Too many students in Chandos Road area?

December 23 2015

A SURVEY has been launched to investigate the balance between the number of residents and students living within the Chandos Road area.

A SURVEY has been launched to investigate the balance between the number of residents and students living within the Chandos Road area.

The Chandos Road Community Association (CRCA) says that over the last 10 years, they have seen a large number of houses being bought by landlords to accommodate increasing numbers of students coming to Bristol.

They add that this rapid concentration of students has had a negative impact on the local community, with an increase in late night noise and disturbances, and has left them feeling outnumbered.

As part of their campaign to tackle disruptive behaviour, members of the association have been knocking on doors and speaking to occupants to establish the mix between permanent residents and students.

Once the information has been collated, the group aims to distribute information sheets explaining the benefits of considerate behaviour.

CRCA was established in the summer in response to a planning application to extend a house in the street to accommodate for more students.

The application, recommended for approval by case officers, was eventually turned down at a council committee meeting following a high number of objections from local residents.

Derrick Collier, local resident and member of CRCA, said: “We realised during the process that the council’s planning department was basing decisions on out-of-date and limited population data.

“We therefore decided to create a survey for homes in the area [funded by a small grant from Bishopston, Cotham and Redland Neighbourhood Partnership] to establish the population mix, and what effect this has on residents.”

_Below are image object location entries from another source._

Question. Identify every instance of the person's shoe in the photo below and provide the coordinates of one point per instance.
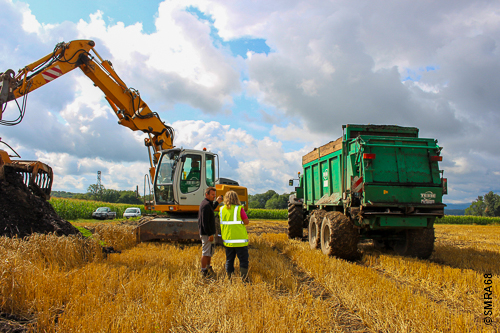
(244, 274)
(211, 272)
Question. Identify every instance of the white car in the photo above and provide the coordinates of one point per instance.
(132, 212)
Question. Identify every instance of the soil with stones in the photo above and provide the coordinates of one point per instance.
(23, 213)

He added: “The area around Chandos Road is a great place to live, and along with many others I enjoy what it has to offer. Having been here for many years, and having brought up a family, I'm committed to the area.

“However, over the last 10 years or more, I've seen a large number of homes bought by landlords and altered to house as many students as possible.

“Unfortunately, the lifestyle of students often doesn't fit well with the needs of typical working households - for instance, when sleep is disrupted by late night noise.”

According to a report, ‘Action for Balanced Communities’, which has been compiled by the Cabot, Clifton and Clifton East Neighbourhood Partnership, with support from CRCA and other local community groups, student numbers are 40 percent higher than UoB predicted in its masterplan in 2006.

“At the heart of the problem is a failure of long-term planning,” the report states. “The university has concentrated on delivering enough managed housing for first year students, [but] no consideration has been given to where these students might be housed in their second, third or fourth years.

“The problem lies in rapidly increasing numbers within certain areas, and the uncontrolled markets in housing and other services that are exploiting the student pound.

“Residents find themselves having to fight one planning application after another to try and keep the balance reasonably healthy and sustainable. Occasionally, we succeed, but more often than not the odds seem to be stacked against us.”

A spokesperson from the University of Bristol said: “The university works very closely with the Students’ Union, UWE, Bristol City Council and local residents associations to minimise any adverse impact that student may have on an area.

“We employ a Community Liaison Officer and a number of student ambassadors who run campaigns and support residents throughout the year under the collective ‘Love where you Live’ banner.